Ci è stato chiaro fin da subito quale sarebbe stato il lavoro sugli spazi: sul bus avremmo seguito i personaggi da vicino, per raccogliere i dialoghi e guardare l’Italia scorrere fuori dai finestrini – non un’Italia da cartolina ma fatta di autogrill, periferie e fermate sotto ai lampioni. L’idea è sempre stata partire con la macchina a mano, per guardare le cose da vicino, per poi allargarci, mettendo la macchina sul cavalletto e aprendoci a inquadrature prospettiche e geometriche, per inquadrare i palazzetti e parlare della quantità del fenomeno. Come il pesce rosso nella boccia, siamo con loro nel bus, ma fuori c’è un oceano in cui li perdiamo. Abbiamo scelto di non seguirli durante il concorso, ma di perderli tra la folla alla fine del loro viaggio.
Siamo in un’epoca in cui abbiamo paura del futuro e ci rifugiamo con piacere in un’idea di passato rassicurante – i personaggi che incontrate sognano le vite dei loro genitori, una stabilità che per certi versi appartiene ad un altro tempo. In questo momento storico, che significato ha il posto fisso?
Mentre giravamo il film ci siamo chiesti più volte: ne vale davvero la pena? Affrontare questo calvario per un posto fisso? Ci sembra che questo sogno – essere assunti dallo stato, lo stesso lavoro per tutta la vita, per di più senza crescita salariale – sopravviva ad oggi solo in Italia. E anche in Italia non rappresenta il sogno di tutti. Noi per primi facciamo fatica a identificarci con questi desideri, e forse siamo davanti ad un’eredità del mezzogiorno, di fortissimi legami tra terra e famiglia. Nel viaggio da Salerno a Udine abbiamo incontrato una ragazza napoletana che, abituata a vivere sul mare, davanti alla nebbia di Udine mette in discussione la possibilità di trasferirsi. Oggi c’è anche una generazione che invece dà per scontata la necessità di spostarsi più volte nell’arco di una vita per avere una carriera. Il film solleva questioni che raccontano una fetta di giovani precari, ma non sono tutti così.

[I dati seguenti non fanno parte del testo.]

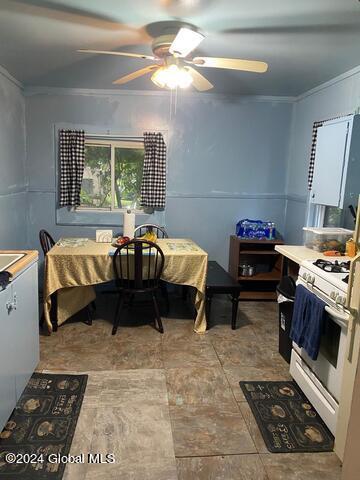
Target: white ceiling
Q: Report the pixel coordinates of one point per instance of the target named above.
(305, 42)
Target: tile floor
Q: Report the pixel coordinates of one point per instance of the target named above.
(170, 406)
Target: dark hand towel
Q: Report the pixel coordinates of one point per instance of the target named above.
(4, 280)
(307, 321)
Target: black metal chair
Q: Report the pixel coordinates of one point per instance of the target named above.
(138, 265)
(47, 242)
(160, 233)
(150, 227)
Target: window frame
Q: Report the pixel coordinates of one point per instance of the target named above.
(113, 144)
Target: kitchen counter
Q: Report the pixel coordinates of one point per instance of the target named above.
(17, 267)
(299, 253)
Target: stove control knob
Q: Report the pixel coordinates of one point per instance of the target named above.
(341, 300)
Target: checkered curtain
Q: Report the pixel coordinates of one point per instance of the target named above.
(72, 159)
(316, 125)
(153, 187)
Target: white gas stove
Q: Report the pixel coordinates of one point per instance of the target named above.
(328, 277)
(320, 379)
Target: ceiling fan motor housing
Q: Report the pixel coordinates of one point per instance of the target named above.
(160, 45)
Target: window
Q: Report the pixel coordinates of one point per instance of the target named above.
(112, 174)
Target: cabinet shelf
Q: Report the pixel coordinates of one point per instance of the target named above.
(259, 252)
(272, 276)
(262, 255)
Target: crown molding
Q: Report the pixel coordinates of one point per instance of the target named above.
(329, 83)
(12, 79)
(38, 90)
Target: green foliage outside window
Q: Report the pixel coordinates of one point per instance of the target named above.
(96, 191)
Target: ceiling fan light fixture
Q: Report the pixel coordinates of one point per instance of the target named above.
(185, 42)
(172, 77)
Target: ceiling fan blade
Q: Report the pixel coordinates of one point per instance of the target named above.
(136, 74)
(231, 63)
(122, 54)
(199, 81)
(185, 42)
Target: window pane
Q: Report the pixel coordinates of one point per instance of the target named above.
(96, 184)
(128, 176)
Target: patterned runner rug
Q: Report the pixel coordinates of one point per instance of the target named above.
(286, 419)
(41, 428)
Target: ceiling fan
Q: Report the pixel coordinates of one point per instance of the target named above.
(174, 65)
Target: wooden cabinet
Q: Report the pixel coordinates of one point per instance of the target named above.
(267, 262)
(19, 339)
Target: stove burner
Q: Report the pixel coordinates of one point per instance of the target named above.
(332, 267)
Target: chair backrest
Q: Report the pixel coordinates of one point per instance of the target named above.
(46, 241)
(138, 265)
(150, 227)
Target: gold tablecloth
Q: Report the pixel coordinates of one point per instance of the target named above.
(71, 271)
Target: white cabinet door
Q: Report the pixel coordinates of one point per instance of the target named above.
(328, 181)
(7, 349)
(26, 325)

Il lavoro non dovrebbe essere un sogno ma un diritto. Non si dovrebbe avere il diritto di lavorare e sognare qualcosa di diverso?
È così, il lavoro dovrebbe essere un diritto (lo dice anche la Costituzione) ma i personaggi che incontriamo, quando sognano, sognano un lavoro. Anche noi, d’altronde, siamo precari, emigrati dall’Italia (Gianluca vive in Francia) e continuiamo a scontrarci con la fatica di lavorare in Italia. Questo film, ad esempio, parla di Italia ma è stato realizzato unicamente da finanziamenti esteri, in particolari da fondi di Francia e Germania. L’unico finanziamento italiano è stato quello vinto all’Atelier di Milano Film Network.

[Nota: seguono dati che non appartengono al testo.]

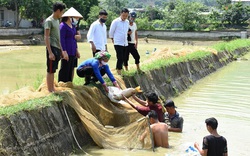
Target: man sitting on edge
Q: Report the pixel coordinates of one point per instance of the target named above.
(159, 131)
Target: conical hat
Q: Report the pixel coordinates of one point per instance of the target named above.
(72, 13)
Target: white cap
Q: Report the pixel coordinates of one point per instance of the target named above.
(72, 13)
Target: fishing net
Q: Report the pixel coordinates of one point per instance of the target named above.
(111, 125)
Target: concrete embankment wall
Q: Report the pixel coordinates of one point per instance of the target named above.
(42, 132)
(174, 79)
(45, 131)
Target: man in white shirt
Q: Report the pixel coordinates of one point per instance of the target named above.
(97, 34)
(118, 34)
(132, 43)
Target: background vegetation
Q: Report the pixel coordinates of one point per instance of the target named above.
(188, 15)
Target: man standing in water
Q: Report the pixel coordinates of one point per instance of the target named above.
(172, 117)
(213, 144)
(52, 41)
(159, 131)
(118, 34)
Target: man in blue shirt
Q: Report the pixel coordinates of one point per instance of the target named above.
(118, 33)
(96, 67)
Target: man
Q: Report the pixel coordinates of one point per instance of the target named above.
(52, 41)
(97, 34)
(173, 117)
(150, 104)
(118, 34)
(159, 131)
(213, 144)
(132, 43)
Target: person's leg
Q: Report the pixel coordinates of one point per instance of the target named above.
(50, 82)
(119, 55)
(126, 57)
(97, 50)
(136, 56)
(87, 73)
(64, 71)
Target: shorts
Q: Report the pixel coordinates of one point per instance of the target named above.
(52, 65)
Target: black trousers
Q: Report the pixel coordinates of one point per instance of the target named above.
(133, 51)
(120, 53)
(67, 68)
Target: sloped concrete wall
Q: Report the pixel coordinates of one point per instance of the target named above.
(174, 79)
(42, 132)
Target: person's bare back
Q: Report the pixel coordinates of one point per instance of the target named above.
(160, 133)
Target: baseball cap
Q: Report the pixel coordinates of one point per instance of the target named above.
(169, 103)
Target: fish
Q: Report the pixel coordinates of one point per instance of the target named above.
(115, 94)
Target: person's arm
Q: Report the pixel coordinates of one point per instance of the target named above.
(90, 37)
(129, 102)
(47, 43)
(110, 75)
(136, 39)
(142, 102)
(179, 126)
(112, 30)
(202, 151)
(144, 134)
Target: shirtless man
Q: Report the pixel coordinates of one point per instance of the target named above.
(158, 129)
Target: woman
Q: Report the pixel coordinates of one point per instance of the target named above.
(96, 67)
(69, 45)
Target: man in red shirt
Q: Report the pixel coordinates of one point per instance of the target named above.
(150, 104)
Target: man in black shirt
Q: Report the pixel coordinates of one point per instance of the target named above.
(213, 144)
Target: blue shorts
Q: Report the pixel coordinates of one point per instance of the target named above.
(52, 65)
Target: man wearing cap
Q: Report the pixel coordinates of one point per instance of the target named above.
(52, 42)
(96, 67)
(132, 43)
(172, 117)
(97, 34)
(69, 44)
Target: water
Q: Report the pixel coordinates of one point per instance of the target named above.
(224, 95)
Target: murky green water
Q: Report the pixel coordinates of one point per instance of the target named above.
(224, 95)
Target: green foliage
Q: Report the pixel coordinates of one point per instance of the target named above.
(162, 62)
(30, 104)
(83, 6)
(144, 24)
(236, 13)
(232, 45)
(187, 15)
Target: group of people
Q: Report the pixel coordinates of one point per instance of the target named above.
(171, 121)
(61, 44)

Nel quadro scoraggiante di questa situazione, i personaggi che incontrate sono positivi e solidali – lo stesso progetto di Raffaele nasce con l’idea di dare un servizio laddove lo Stato non lo fornisce. Non credete ci sia uno scollamento tra l’Italia ritratta dal discorso politico e la realtà?

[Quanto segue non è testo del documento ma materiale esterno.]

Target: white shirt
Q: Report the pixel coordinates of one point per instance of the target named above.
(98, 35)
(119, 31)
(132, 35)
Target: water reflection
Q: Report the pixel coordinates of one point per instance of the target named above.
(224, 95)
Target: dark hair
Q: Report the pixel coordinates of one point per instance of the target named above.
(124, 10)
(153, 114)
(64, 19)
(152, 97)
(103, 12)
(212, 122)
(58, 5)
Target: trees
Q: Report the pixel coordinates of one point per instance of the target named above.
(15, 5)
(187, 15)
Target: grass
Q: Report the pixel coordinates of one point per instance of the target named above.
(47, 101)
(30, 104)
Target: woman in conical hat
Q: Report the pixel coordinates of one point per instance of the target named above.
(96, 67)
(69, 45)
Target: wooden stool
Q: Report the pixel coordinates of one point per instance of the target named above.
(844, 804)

Probabilmente sì, e una proiezione de Il Posto in Corea del Sud ci ha aperto gli occhi su questo. La Corea ha una società molto competitiva, l’accesso al lavoro passa attraverso moltissime prove da alcuni punti di vista simili a quelle che vediamo nel documentario. Il pubblico lì è rimasto scioccato dal fatto che le persone sul bus si aiutassero a vicenda, nonostante fossero in competizione per lo stesso posto di lavoro. Forse c’è tanto di sbagliato nella nostra società, ma dal film esce sicuramente un sentimento di orgoglio per una società che sa trovare la forza nell’aiuto reciproco. La storia che raccontiamo è amara, ma la cooperazione tra le persone le dà tantissima luce. Se il bus rappresenta un pezzo di Italia, racconta che forse non tutto è perduto, che c’è speranza. La politica non è in grado di vederla, perché sull’autobus non ci sale mai.